McDonald's revamps its harassment policy
McDonald's Corp., in the face of criticism for its handling of harassment complaints, says it is training workers to deal with the issue and is starting a hotline for victims.
In a letter responding to an inquiry from U, S. Sen. Tammy Duckworth, Chief Executive Officer Steve Easterbrook said the company has improved its policy and is committed "to ensuring a harassment and bias-free workplace."
But pressure is rising for the world's largest restaurant chain. Workers and advocacy groups, including the American Civil Liberties Union and the union-backed Fight For $15, announced five new lawsuits on Tuesday, along with 20 complaints to the U.S. Equal Employment Opportunity Commission. They accuse the company of failing to prevent misconduct including groping, inappropriate comments from supervisors and retaliation for speaking up.
That brings the total number of lawsuits and complaints over the past three years to more than 50. The National Organization for Women and the National Women's Law Center have alleged that workers at McDonald's stores "face rampant sexual harassment."
The Chicago-based company didn't immediately comment on the new cases.
"We have enhanced our policy so that it more clearly informs employees of their rights, more clearly defines sexual harassment, discrimination and retaliation, and provides examples of what unacceptable behavior looks like," Easterbrook said in the letter dated May 20, which was viewed by Bloomberg News.

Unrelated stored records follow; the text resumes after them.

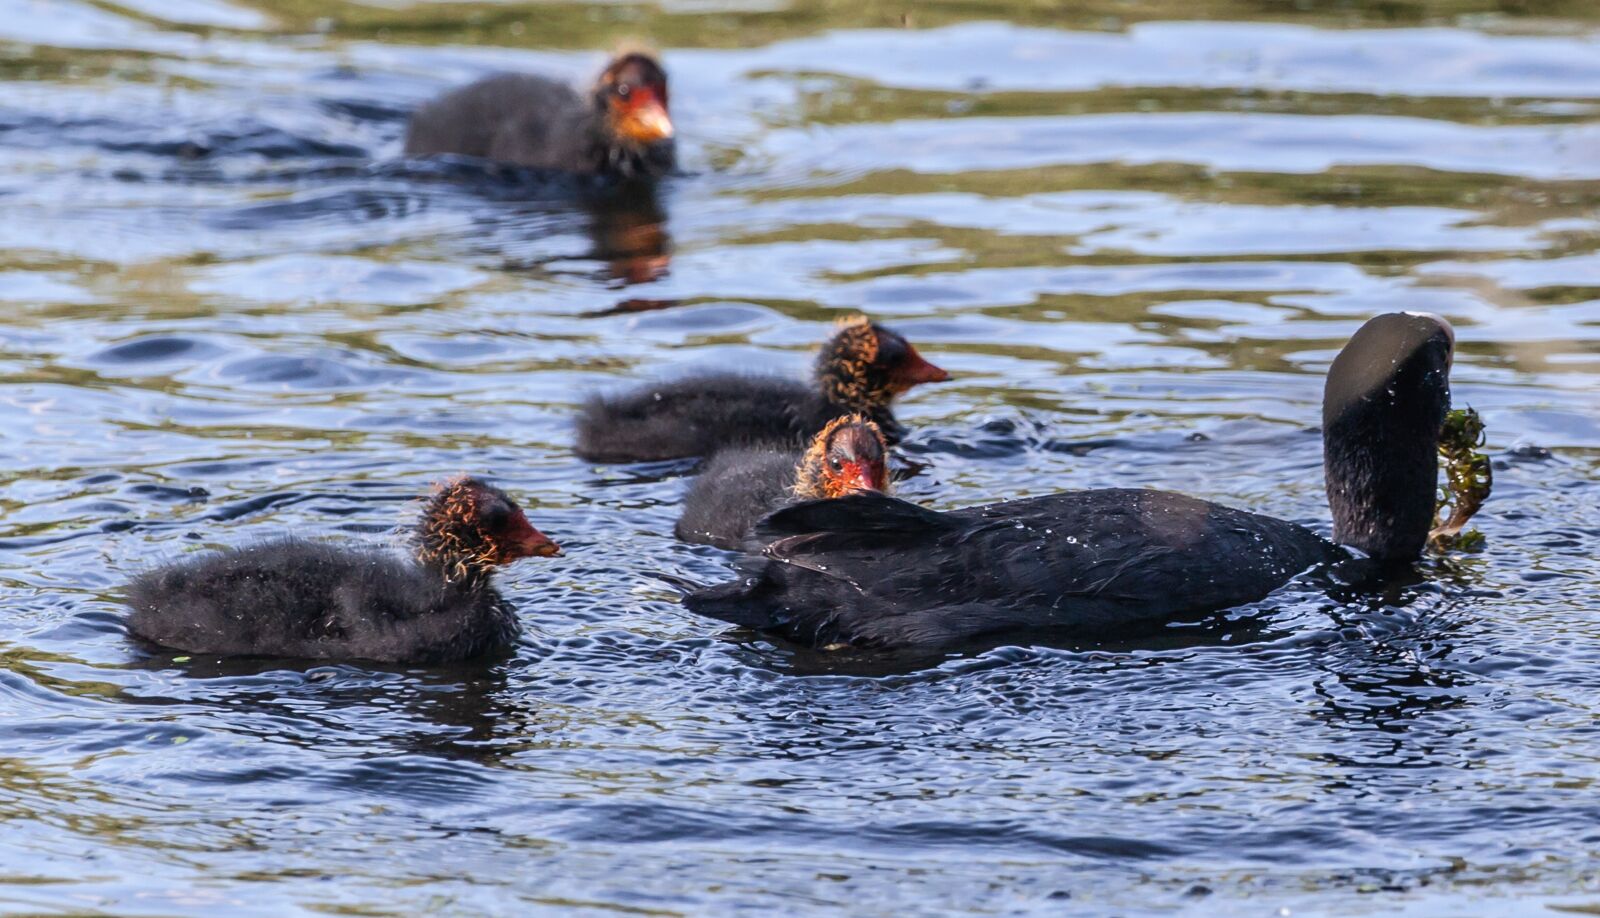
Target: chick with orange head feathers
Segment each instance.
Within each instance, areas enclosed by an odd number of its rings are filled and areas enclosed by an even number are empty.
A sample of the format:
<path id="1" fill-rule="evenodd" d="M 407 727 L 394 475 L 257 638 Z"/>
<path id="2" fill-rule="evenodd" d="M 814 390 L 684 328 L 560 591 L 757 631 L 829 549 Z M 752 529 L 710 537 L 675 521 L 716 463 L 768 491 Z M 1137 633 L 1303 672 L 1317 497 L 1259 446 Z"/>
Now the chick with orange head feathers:
<path id="1" fill-rule="evenodd" d="M 861 415 L 835 418 L 803 451 L 747 447 L 717 453 L 683 500 L 676 533 L 685 542 L 751 548 L 757 520 L 803 500 L 889 491 L 889 446 Z"/>
<path id="2" fill-rule="evenodd" d="M 839 323 L 810 383 L 711 371 L 590 399 L 577 453 L 594 462 L 707 456 L 730 447 L 799 449 L 834 419 L 859 414 L 893 444 L 905 434 L 896 398 L 950 378 L 900 334 L 866 316 Z"/>
<path id="3" fill-rule="evenodd" d="M 520 631 L 495 569 L 560 553 L 509 495 L 466 476 L 435 489 L 411 548 L 287 537 L 163 565 L 128 585 L 128 630 L 216 656 L 464 660 Z"/>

The company started working with anti-abuse organization RAINN last year to get recommendations on how to prevent misconduct, according to the letter. As part of its updated policy, McDonald's is offering a third-party hotline and training on harassment and discrimination. Easterbrook said 90% of operators and general mangers have taken the training. McDonald's will offer training to other crew members on harassment, unconscious bias and workplace safety.

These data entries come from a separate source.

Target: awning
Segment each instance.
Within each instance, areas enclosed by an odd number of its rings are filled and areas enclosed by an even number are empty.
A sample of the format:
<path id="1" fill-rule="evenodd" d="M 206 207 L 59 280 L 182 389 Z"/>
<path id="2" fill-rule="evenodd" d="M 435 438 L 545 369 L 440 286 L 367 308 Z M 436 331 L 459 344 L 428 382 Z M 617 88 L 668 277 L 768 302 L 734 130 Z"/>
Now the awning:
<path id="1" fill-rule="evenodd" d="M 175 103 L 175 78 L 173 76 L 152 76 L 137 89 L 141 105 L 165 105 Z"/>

The actions send "a clear message that we are committed to creating and sustaining a culture of trust where employees feel safe, valued and respected," according to Easterbrook's letter. "Most importantly, it shows we're changing to meet the needs of our workforce and the communities where we live and operate."
Advocates of workers rights were unpersuaded, however.
"The majority of our clients allege harassment occurring precisely when the company claims it was making these reforms, and we can find no one who has heard of a new policy or training initiative," Gillian Thomas, a senior staff attorney for the ACLU, said in a statement Tuesday.
McDonald's employee Jamelia Fairley, who alleges her hours were cut after she reported inappropriate touching at her corporate-run store, told reporters Tuesday that the new policy hasn't been communicated at the employee level.
"We haven't received any training or seen any evidence of change," she said.
Last September, workers mounted a one-day strike designed to spotlight the company's alleged sexual-harassment problem. The Fight For $15 also criticized McDonald's last year for choosing the management-side law firm Seyfarth Shaw as one of its advisers on sexual harassment policy. The firm's clients included Weinstein Co., which it was defending in litigation over Harvey Weinstein's alleged misconduct.